I can still die in here.
He looked back at his neatly arranged supplies on the sideboard, did a St. Vitus dance to them, and picked up an MRE heater with the heels of his hands. He tore it open with his teeth, took it to the stove, sucked up water from the pot and spit it into the heater. He filled four of them and closed them, seeing the condensation building inside. He carried them in his teeth to his bunk and dropped them into his sleeping bag, then struggled into the bag and lay shaking facing the south window.
He felt himself dozing, and then sinking into sleep. Or dying. He wasn’t sure which, but he’d done all he could do.
****
His hands woke him during the night in the dark cabin. They had thawed while he slept. Now they throbbed and burned enough to make him cry out.
He could bend his fingers a little and crawled from his bag to the floor. He could see his breath in the moonlight.
He clawed at the bedpost where he knew his headlamp would be, gripped the strap in his teeth and pushed at the switch with the knuckle of one stiff finger until it clicked on.
Rudd knee-walked to the stove, fumbled open the latch, wincing at the touch of metal on his flesh. He rolled logs to the stove and crammed it full, venting it wide so it would catch.
He got to his feet gingerly, afraid to put weight on them. They were tender, that was all. Thank you, bunny boots.
He found his first aid kit on the sideboard and dumped it. He picked out a small plastic tube marked Oral Transmucosal Fentanyl Citrate, chewed it open and took out something that looked like a large cotton swab that smelled vaguely like strawberries. Fentanyl lollipop, GI issue, something from another place, another time. He drank more water, put the swab under his tongue and fell back on his bunk.
Rudd lay there and tried to belly breathe through the pain. Pain. Always pain. Upstairs in the head or downstairs in the body. Stop, now, fool. Get real. You fell into a freezing lake and you’re hypothermic with some frostbite. That’s all.

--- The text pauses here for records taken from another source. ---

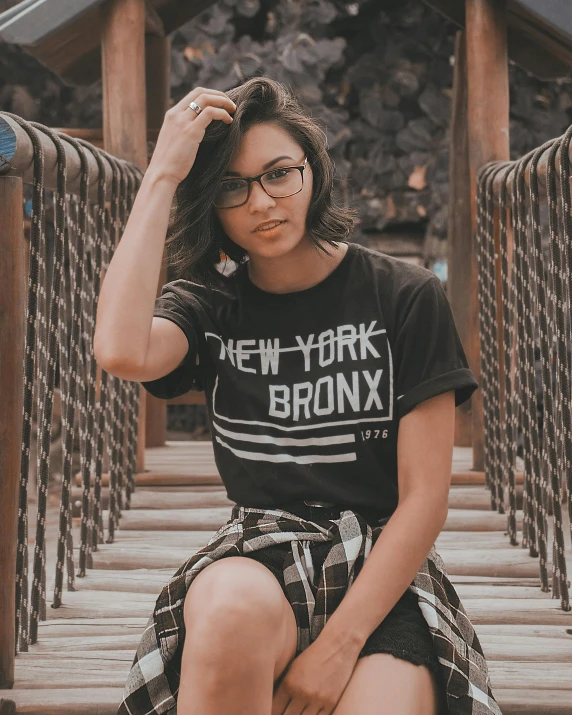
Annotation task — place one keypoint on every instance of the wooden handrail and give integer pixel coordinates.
(12, 312)
(17, 159)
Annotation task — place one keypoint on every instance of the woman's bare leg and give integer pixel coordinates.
(384, 685)
(241, 635)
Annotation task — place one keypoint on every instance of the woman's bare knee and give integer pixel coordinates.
(387, 685)
(237, 600)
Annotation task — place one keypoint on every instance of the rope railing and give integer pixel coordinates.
(535, 307)
(92, 195)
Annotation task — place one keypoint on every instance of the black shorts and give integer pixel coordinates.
(403, 633)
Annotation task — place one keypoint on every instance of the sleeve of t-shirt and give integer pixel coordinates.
(428, 354)
(175, 304)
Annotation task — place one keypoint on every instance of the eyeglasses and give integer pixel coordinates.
(278, 183)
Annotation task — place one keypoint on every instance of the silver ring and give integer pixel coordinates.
(195, 106)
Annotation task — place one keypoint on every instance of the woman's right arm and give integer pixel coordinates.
(124, 322)
(129, 342)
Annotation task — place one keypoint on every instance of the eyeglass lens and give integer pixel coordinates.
(278, 183)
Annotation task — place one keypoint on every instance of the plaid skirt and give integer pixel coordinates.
(403, 633)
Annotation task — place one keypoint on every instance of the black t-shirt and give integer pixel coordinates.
(305, 390)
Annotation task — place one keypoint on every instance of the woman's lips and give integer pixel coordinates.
(270, 230)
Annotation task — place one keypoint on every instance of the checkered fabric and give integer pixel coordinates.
(153, 681)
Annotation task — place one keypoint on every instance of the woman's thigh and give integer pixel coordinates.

He tried to flex his fingers. If I can get past this, I can get them to work again. The swab was kicking in and the pain was fading. A drowsy contentment came over him like someone gently covering him with a silken sheet.
You’re going to get out of here, a voice said. He slumbered off unsure if he had spoken aloud.
****
The next day, his hands were the color of candle wax but the pain was tolerable. He soaked them in lukewarm water and flexed them between soaks until he felt they’d be useful. By the end of the following day, he had to wear his gloves to manage around the tilt, but there were no blisters, no blackening flesh, no dropping fingernails.
At dawn on the next day he packed his gear. He’d let the stove go out overnight. He cleaned the ashes out and laid a new fire for the next visitor. He had little food left, so he dropped a half dozen books of waterproof matches on the sideboard. He inspected the interior one last time, closed and barred the door, replaced the bear guards and fished the bucket back onto the stovepipe.
Rudd tightened his snowshoe bindings, shouldered his pack and trudged away to the west with the rising sun throwing orange light ahead of him. The long tree shadows pointed the way home. When he got back, perhaps then it would be time to tackle the big things. Perhaps.
He stopped a little ways up the trail and circled back to the tilt with the sun full on his face. He dug in his pocket, pulled out a piece of bread and crumbled it onto the snow in front of the door. Then he turned and left.
The two camp robbers silently glided down from the trees and followed him for a while. Then they banked back, landed and began eating the gift he had left.